ECLI:NL:CRVB:2007:BA0378
Centrale Raad van Beroep
- Hoger beroep
- H.J. Simon
- Rechtspraak.nl
Weigering van Anw-nabestaandenuitkering wegens gebrek aan nabestaandenschap op het moment van overlijden
In deze zaak heeft de Centrale Raad van Beroep op 23 februari 2007 uitspraak gedaan in het hoger beroep van appellante tegen de uitspraak van de rechtbank Leeuwarden. De zaak betreft de weigering van een Anw-nabestaandenuitkering aan appellante, die was gehuwd met de heer [ex-echtgenoot] en na hun echtscheiding op 26 mei 2004 een aanvraag indiende voor een uitkering op grond van de Algemene nabestaandenwet (Anw). De Sociale verzekeringsbank (Svb) had in een besluit van 20 mei 2005 meegedeeld dat appellante geen recht had op de uitkering, omdat zij op het moment van overlijden van haar ex-echtgenoot geen nabestaande was in de zin van de Anw. De rechtbank had het beroep van appellante ongegrond verklaard, waarop zij in hoger beroep ging.
De Raad overwoog dat appellante enkel bij wijze van gelijkstelling als nabestaande kon worden aangemerkt, maar dat hiervoor een economische afhankelijkheid tussen haar en haar ex-echtgenoot vereist was. De Raad concludeerde dat er geen financiële band bestond, aangezien er geen alimentatieverplichting was ontstaan na de echtscheiding. Appellante had aangevoerd dat er wel degelijk een financiële band was, maar de Raad oordeelde dat de omstandigheden die appellante aanvoerde niet voldoende waren om aan te nemen dat er ten tijde van het overlijden van haar ex-echtgenoot sprake was van een alimentatieplicht.
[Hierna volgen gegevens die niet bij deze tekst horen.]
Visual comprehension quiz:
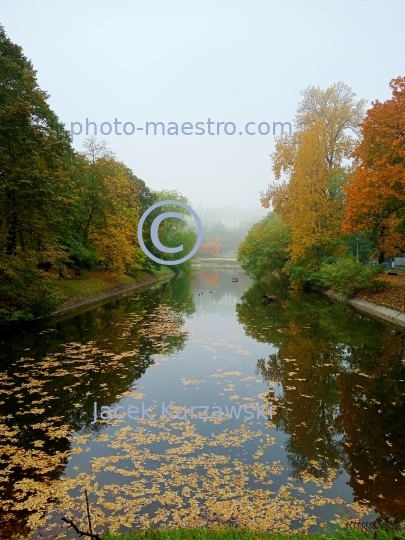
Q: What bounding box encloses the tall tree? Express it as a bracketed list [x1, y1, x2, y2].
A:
[343, 77, 405, 262]
[261, 82, 366, 211]
[262, 121, 343, 266]
[0, 27, 73, 262]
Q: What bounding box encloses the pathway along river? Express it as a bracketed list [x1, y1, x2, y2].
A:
[0, 268, 405, 538]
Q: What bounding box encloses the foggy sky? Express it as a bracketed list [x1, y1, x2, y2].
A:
[0, 0, 405, 208]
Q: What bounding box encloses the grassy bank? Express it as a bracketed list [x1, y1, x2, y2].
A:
[103, 528, 405, 540]
[55, 267, 173, 302]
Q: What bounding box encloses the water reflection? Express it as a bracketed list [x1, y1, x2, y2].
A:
[0, 278, 195, 538]
[237, 274, 405, 523]
[0, 268, 405, 538]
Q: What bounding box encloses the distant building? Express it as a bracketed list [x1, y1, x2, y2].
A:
[190, 205, 267, 231]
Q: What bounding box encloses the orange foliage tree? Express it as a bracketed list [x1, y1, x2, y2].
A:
[343, 77, 405, 262]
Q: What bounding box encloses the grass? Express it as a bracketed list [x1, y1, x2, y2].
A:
[103, 528, 405, 540]
[55, 267, 172, 301]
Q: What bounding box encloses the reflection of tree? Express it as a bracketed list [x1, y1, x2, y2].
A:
[0, 278, 194, 538]
[338, 332, 405, 523]
[237, 280, 405, 520]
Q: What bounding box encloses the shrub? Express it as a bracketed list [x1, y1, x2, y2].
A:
[319, 257, 386, 296]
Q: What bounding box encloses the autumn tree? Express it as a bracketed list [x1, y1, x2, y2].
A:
[0, 27, 73, 321]
[260, 121, 343, 278]
[238, 212, 291, 278]
[343, 77, 405, 262]
[198, 242, 219, 257]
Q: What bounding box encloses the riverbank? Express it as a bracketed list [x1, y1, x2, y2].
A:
[103, 528, 405, 540]
[52, 267, 174, 316]
[325, 290, 405, 327]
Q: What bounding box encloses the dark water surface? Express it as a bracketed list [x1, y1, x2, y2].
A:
[0, 268, 405, 538]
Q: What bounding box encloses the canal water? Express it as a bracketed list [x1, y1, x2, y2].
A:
[0, 268, 405, 538]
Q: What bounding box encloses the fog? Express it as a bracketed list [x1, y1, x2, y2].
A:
[0, 0, 405, 211]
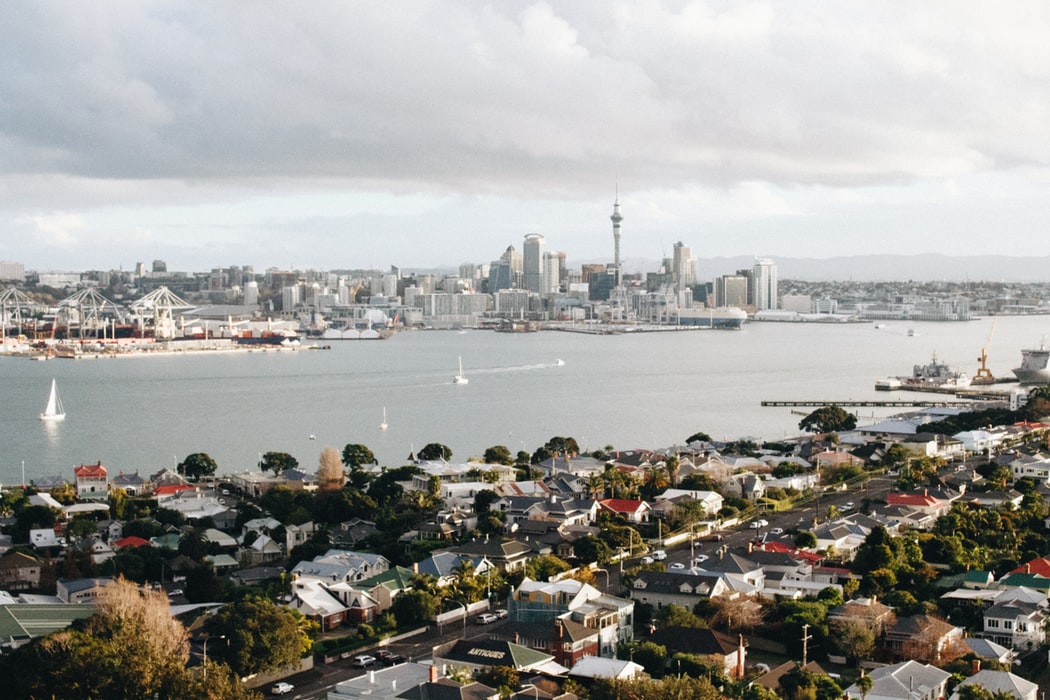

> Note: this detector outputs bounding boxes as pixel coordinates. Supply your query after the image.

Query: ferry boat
[897,353,970,388]
[1013,342,1050,384]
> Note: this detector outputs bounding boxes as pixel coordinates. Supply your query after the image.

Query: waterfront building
[522,233,546,294]
[715,274,748,306]
[752,258,778,311]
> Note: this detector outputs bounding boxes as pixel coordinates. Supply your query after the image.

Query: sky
[0,0,1050,271]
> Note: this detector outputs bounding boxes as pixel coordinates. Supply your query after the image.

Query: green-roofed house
[0,603,96,652]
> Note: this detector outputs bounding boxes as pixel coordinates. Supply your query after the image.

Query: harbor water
[0,316,1050,484]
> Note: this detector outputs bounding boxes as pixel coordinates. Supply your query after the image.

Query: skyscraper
[609,188,624,287]
[754,258,779,311]
[522,233,546,294]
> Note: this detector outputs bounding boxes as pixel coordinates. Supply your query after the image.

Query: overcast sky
[0,0,1050,270]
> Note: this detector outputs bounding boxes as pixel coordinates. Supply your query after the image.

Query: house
[649,628,748,678]
[948,669,1040,700]
[72,462,109,501]
[827,596,897,638]
[884,615,965,663]
[569,656,646,682]
[0,552,42,591]
[597,499,652,525]
[508,577,634,657]
[981,599,1047,651]
[844,661,951,700]
[434,638,554,672]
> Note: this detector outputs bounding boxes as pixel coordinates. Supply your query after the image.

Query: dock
[762,399,973,408]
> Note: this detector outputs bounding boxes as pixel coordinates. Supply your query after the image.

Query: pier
[762,399,973,408]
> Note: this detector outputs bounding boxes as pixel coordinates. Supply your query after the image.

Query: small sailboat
[453,356,469,384]
[40,379,65,421]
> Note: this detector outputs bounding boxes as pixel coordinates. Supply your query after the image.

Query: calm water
[0,316,1050,484]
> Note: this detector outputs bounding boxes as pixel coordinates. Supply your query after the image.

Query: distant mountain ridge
[624,253,1050,282]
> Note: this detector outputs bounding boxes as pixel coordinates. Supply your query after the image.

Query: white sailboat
[453,356,469,384]
[40,379,65,421]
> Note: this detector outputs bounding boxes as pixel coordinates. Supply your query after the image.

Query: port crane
[972,319,995,384]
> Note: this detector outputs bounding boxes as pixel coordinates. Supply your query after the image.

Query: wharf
[762,399,973,408]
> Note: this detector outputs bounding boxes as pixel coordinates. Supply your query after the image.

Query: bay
[0,316,1050,484]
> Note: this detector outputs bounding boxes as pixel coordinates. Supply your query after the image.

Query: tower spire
[609,184,624,287]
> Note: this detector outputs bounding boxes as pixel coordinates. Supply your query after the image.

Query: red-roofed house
[597,499,653,523]
[886,489,951,517]
[1010,556,1050,578]
[72,462,109,500]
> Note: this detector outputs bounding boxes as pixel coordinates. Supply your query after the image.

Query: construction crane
[972,319,995,384]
De Raad bevestigde de uitspraak van de rechtbank en oordeelde dat appellante niet voldeed aan de voorwaarden van artikel 4 van de Anw. De Raad achtte geen termen aanwezig om toepassing te geven aan artikel 8:75 van de Algemene wet bestuursrecht, wat betekent dat er geen proceskostenvergoeding werd toegekend. De uitspraak werd gedaan door H.J. Simon, in tegenwoordigheid van griffier A. Kovács, en werd openbaar uitgesproken op dezelfde datum.